How Do You Want to Drive Your Education? Increasing Student Engagement in Online Courses

How do you want to drive your education — in the slow lane doing 20 mph or in a sports car cruising in the passing lane? This is essentially what Penn State President Barron said when he addressed the Board of Trustees for the first time last year, and one of his key points was that he wanted to push for the strengthening of student engagement. When I read this interview and thought about it, I quickly realized that I have a hard time driving at only 55 mph. So, when I was introduced to the World Campus Psychology Club (WCPC) through an online psychology class, I quickly joined. A few months later, a vacancy opened for an officer position as secretary. I ran and was voted into the position for the spring 2015 semester.

Then, I applied to the World Campus chapter of Psi Chi, (Psychology Honor Society), was accepted, ran for vice president, and was elected recently for the 2015–16 academic year. Psi Chi WC and the WCPC provide the vehicle that allows me to drive my education and get the one component that critics of online education always bring up — a lack of socialization. But in the Psychology Department at Penn State, thanks in a large part to Deborah Mynar’s forward thinking and Dr. Brian F. Redmond’s dedication and guidance, the WCPC and Psi Chi are now strong student entities enriching education for all psychology students. I am sharing my history and experience with the club to motivate you to join and become part of the Penn State family who can be found all around the globe.

The WCPC and Psi Chi chapter provides opportunities for students taking online psychology courses to interact on a personal and an academic level. Both have monthly general meetings, daily social media interaction opportunities, and occasional interactions on their blog. The WCPC also provides its members with a virtual meeting space where they can host events. For example, in July I held a roundtable on bullying and invited Penn State lecturers, staff, and WCPC members to discuss bullying from each guest’s psychological perspective. This gave members of WCPC and invited Psi Chi members the insight to better understand this form of aggression, including how to do deal with it in a work or school setting, ways to identify it, and ways to mitigate the behavior. This upcoming semester I have three more roundtables planned, with the topics being chosen from the WCPC members, and will be forming committees with WCPC members to bring these into reality. And Psi Chi is a unique sports car too. Under the leadership of Evonne Rivera, our current president, an upcoming workshop will help to assist students with the process of applying, correctly choosing, and getting accepted to graduate school.
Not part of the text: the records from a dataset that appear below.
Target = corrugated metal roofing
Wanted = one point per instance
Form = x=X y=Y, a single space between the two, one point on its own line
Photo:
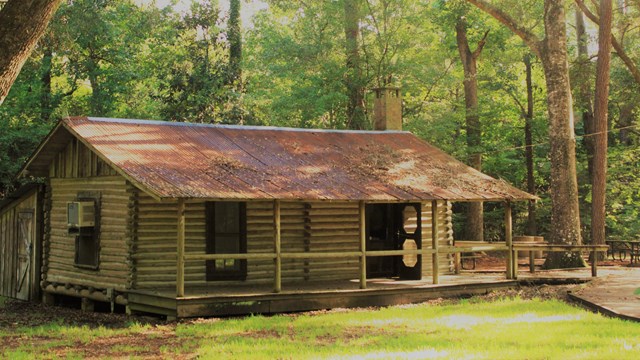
x=181 y=160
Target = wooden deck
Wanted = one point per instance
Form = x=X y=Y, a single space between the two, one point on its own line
x=237 y=300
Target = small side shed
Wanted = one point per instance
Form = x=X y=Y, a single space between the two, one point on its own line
x=20 y=232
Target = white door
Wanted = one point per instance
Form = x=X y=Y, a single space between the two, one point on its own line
x=24 y=246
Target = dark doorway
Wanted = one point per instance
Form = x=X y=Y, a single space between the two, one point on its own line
x=389 y=227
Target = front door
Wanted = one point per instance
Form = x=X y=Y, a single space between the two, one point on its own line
x=24 y=245
x=394 y=227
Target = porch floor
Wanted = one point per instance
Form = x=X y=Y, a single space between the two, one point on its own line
x=226 y=299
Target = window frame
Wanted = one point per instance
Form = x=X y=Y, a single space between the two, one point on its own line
x=213 y=273
x=88 y=232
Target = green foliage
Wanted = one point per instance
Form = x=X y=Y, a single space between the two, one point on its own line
x=504 y=328
x=510 y=328
x=623 y=193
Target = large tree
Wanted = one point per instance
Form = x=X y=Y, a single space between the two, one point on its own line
x=22 y=23
x=469 y=58
x=552 y=51
x=355 y=88
x=601 y=103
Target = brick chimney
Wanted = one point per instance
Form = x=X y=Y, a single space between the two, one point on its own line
x=387 y=109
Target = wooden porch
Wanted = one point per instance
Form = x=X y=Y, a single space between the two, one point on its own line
x=231 y=298
x=223 y=300
x=238 y=299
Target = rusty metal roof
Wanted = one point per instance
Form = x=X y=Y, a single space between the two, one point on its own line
x=183 y=160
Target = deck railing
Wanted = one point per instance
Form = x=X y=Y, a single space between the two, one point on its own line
x=434 y=250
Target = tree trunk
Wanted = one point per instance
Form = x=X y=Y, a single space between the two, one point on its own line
x=355 y=88
x=565 y=213
x=474 y=222
x=625 y=122
x=552 y=51
x=235 y=42
x=22 y=23
x=532 y=227
x=585 y=92
x=601 y=103
x=45 y=96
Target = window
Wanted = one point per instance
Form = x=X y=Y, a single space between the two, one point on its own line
x=87 y=239
x=226 y=234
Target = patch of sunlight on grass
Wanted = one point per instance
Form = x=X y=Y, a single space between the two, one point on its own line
x=415 y=354
x=467 y=321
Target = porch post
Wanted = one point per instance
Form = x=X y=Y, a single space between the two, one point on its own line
x=511 y=272
x=277 y=284
x=180 y=250
x=434 y=241
x=363 y=246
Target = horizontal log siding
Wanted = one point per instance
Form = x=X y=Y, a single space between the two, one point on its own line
x=156 y=231
x=113 y=268
x=333 y=227
x=305 y=227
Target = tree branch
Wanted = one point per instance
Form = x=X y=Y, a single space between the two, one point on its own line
x=481 y=44
x=527 y=36
x=633 y=69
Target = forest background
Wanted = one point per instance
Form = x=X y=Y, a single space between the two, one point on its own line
x=298 y=64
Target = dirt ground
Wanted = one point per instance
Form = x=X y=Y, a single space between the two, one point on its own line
x=160 y=335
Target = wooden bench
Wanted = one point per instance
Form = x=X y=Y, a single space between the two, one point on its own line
x=560 y=248
x=472 y=250
x=622 y=247
x=466 y=257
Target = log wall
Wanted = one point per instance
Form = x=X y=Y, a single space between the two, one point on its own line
x=77 y=171
x=305 y=227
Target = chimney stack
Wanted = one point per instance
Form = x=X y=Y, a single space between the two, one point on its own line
x=387 y=109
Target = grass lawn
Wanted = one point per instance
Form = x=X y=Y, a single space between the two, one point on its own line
x=509 y=328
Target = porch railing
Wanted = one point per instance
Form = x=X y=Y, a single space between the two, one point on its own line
x=434 y=250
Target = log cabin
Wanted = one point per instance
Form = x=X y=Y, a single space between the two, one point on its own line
x=184 y=220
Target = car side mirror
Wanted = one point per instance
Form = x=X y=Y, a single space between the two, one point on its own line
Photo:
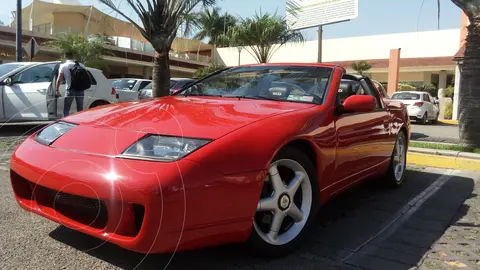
x=8 y=81
x=361 y=103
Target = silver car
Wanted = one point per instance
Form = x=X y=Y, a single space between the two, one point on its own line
x=27 y=91
x=175 y=84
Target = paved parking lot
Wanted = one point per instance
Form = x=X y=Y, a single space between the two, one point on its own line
x=435 y=133
x=368 y=227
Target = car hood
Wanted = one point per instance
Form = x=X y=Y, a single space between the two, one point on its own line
x=197 y=117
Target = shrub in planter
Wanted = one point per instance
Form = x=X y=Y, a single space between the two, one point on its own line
x=448 y=111
x=448 y=92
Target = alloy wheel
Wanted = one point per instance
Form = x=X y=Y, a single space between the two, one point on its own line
x=285 y=203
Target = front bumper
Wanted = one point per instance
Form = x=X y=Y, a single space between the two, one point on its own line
x=143 y=206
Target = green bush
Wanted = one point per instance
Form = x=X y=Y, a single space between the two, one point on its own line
x=448 y=92
x=406 y=87
x=448 y=111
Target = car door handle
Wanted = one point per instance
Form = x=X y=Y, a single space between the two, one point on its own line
x=386 y=123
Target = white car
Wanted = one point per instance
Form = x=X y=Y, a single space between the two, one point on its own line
x=129 y=88
x=175 y=84
x=421 y=106
x=28 y=92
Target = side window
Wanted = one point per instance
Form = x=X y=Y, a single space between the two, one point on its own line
x=143 y=84
x=426 y=98
x=36 y=74
x=380 y=89
x=92 y=79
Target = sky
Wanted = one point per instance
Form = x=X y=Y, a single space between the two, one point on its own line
x=375 y=17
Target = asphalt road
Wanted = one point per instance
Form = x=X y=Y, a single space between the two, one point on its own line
x=435 y=133
x=368 y=227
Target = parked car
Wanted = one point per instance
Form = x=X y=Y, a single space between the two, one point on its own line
x=383 y=92
x=422 y=107
x=187 y=167
x=175 y=85
x=27 y=91
x=129 y=88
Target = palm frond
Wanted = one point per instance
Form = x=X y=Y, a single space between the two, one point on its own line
x=470 y=7
x=161 y=19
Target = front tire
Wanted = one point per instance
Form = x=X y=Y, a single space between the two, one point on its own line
x=424 y=119
x=396 y=171
x=287 y=206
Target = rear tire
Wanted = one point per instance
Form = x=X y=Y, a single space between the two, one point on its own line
x=285 y=215
x=434 y=121
x=99 y=103
x=398 y=162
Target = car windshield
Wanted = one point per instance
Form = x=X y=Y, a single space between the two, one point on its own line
x=281 y=83
x=6 y=68
x=124 y=84
x=406 y=96
x=179 y=84
x=148 y=87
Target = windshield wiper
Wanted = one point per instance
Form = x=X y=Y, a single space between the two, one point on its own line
x=251 y=97
x=200 y=95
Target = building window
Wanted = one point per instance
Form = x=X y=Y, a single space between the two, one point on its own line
x=45 y=28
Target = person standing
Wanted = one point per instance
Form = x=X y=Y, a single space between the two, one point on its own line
x=77 y=81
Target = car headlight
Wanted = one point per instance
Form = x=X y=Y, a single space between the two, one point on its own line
x=52 y=132
x=163 y=148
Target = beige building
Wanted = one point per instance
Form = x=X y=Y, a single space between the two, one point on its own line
x=130 y=55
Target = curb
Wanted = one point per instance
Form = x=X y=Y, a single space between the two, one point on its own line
x=444 y=159
x=448 y=122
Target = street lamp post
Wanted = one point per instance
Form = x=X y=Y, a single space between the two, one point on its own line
x=239 y=54
x=18 y=18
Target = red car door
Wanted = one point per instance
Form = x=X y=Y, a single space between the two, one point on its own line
x=363 y=139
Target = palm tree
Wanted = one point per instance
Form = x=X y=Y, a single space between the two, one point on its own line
x=212 y=24
x=160 y=20
x=469 y=96
x=361 y=66
x=86 y=49
x=262 y=35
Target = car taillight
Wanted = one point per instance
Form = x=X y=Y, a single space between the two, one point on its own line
x=174 y=91
x=114 y=92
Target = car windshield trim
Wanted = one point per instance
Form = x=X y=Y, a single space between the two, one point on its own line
x=287 y=83
x=406 y=96
x=124 y=84
x=9 y=67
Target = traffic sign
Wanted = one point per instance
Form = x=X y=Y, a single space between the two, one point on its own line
x=32 y=48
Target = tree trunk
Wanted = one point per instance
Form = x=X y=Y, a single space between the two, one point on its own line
x=469 y=96
x=161 y=74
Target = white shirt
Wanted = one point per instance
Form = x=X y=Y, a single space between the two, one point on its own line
x=65 y=70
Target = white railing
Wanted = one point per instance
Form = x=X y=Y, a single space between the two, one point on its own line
x=121 y=42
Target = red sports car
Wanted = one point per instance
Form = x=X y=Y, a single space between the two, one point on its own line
x=247 y=154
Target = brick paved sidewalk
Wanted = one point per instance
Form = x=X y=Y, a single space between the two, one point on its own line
x=459 y=247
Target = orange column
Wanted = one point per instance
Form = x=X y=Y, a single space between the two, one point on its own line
x=393 y=70
x=463 y=29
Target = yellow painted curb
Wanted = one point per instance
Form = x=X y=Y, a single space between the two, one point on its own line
x=450 y=122
x=447 y=162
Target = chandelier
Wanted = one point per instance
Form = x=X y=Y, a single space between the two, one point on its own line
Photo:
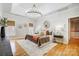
x=34 y=12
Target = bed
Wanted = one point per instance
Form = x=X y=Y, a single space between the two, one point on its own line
x=39 y=40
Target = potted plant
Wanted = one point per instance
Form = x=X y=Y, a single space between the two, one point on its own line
x=3 y=23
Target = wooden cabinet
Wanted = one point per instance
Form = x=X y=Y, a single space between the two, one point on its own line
x=58 y=38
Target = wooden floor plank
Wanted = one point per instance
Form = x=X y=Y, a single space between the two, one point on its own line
x=71 y=49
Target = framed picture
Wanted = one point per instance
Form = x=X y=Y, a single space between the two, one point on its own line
x=30 y=24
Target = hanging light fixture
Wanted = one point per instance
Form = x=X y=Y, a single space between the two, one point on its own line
x=34 y=12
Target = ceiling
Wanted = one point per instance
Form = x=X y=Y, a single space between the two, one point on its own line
x=45 y=8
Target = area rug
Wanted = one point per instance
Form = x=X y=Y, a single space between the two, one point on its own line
x=33 y=50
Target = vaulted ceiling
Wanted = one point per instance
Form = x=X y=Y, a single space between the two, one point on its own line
x=22 y=8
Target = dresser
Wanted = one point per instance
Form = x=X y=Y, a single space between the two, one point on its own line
x=5 y=48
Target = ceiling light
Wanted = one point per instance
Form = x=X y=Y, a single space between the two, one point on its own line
x=34 y=12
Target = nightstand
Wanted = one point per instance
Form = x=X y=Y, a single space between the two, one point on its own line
x=58 y=38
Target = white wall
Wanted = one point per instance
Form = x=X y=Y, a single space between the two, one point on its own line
x=0 y=9
x=61 y=18
x=20 y=21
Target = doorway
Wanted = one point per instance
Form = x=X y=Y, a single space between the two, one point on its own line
x=74 y=30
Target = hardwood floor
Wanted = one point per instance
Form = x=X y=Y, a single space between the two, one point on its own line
x=71 y=49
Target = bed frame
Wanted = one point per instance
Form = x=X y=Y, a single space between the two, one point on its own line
x=39 y=41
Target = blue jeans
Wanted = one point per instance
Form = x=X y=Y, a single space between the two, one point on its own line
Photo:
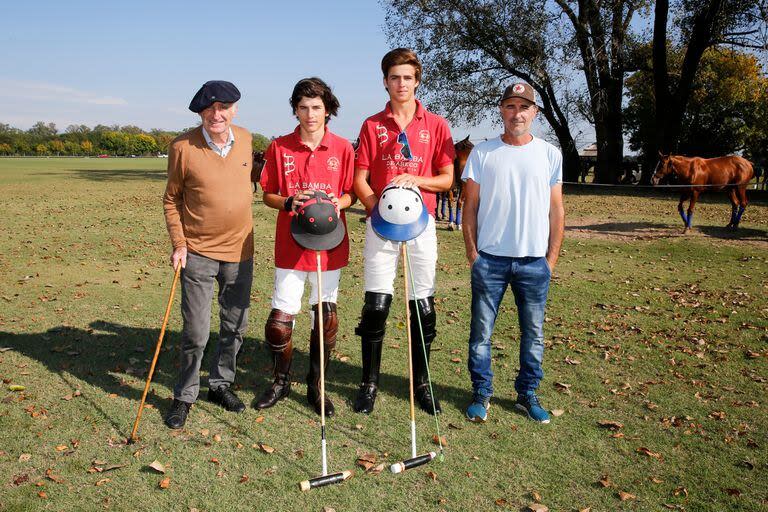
x=529 y=279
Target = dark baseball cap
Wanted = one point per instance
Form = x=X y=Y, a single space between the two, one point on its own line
x=519 y=90
x=316 y=225
x=211 y=92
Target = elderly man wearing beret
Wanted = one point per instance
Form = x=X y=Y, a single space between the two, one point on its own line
x=207 y=205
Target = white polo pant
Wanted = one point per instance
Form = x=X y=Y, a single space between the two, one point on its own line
x=382 y=257
x=289 y=288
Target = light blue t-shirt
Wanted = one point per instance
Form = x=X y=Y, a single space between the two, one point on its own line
x=515 y=182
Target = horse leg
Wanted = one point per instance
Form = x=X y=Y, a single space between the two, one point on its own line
x=683 y=197
x=691 y=205
x=742 y=206
x=734 y=207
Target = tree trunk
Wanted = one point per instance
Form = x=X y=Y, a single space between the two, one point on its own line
x=610 y=139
Another notable activity is the research opportunities provided by Dr. Redmond for members to work on faculty research projects.
This leads into my passion of the necessity for student engagement. It empowers emotional growth and helps break the stereotypes we form when our only introduction to those different from us is from the media. However, when we engage with each other in meaningful ways, we quickly learn that at our core we are all very similar. Plus, Psi Chi WC and WCPC help with building our professional social skills in the most popular space for socialization these days — virtual space. But we — at the World Campus psych clubs and organizations — already know this. This is why we joined the WCPC and Psi Chi — to interact with each other in practical class-orientated ways, to find professional opportunities, and to make friends. I really feel that I have made connections in the nine months I have been a member of WCPC that will last a lifetime, and I know one day we will meet in the brick and mortar world.

This is why the World Campus Psychology Club and Psi Chi are so important. They provide students around the globe with the opportunity to have that Penn State family feeling of camaraderie. And, we can measure the success and effectiveness of both of these organizations by looking at the collaboration, creativity, controllability, and competitiveness (Cameron and Quinn, 2006, as cited in Muchinsky, 2012, p. 249) that happen within their virtual education space. And above all, because we are Penn State WC’s Psychology Club and Psi Chi, we are proving President Barron to be absolutely correct when he said, “…engaged students are healthier, happier, get better grades, have strong résumés, and higher-quality career opportunities … and … committing to engagement will promote recruitment, retention, and graduation at Penn State.” Speaking for myself, both the psych club and Psi Chi are strong reasons for my continued attendance at the World Campus. Plus, I am genuinely proud to say … WE ARE …!

Cynthia Roebuck is pursuing a Bachelor of Science in Psychology degree with a Life Science option from Penn State World Campus. She is a member of Psi Chi,  Blue & White Society, the American Association of University Women, and the International Blind Tennis Association.

References
Muchinsky, P.M. (2012). Psychology applied to work: An introduction to industrial and organizational psychology. Summerfield, NC: Hypergraphic Press. ISBN # 978-0-578-07692-8.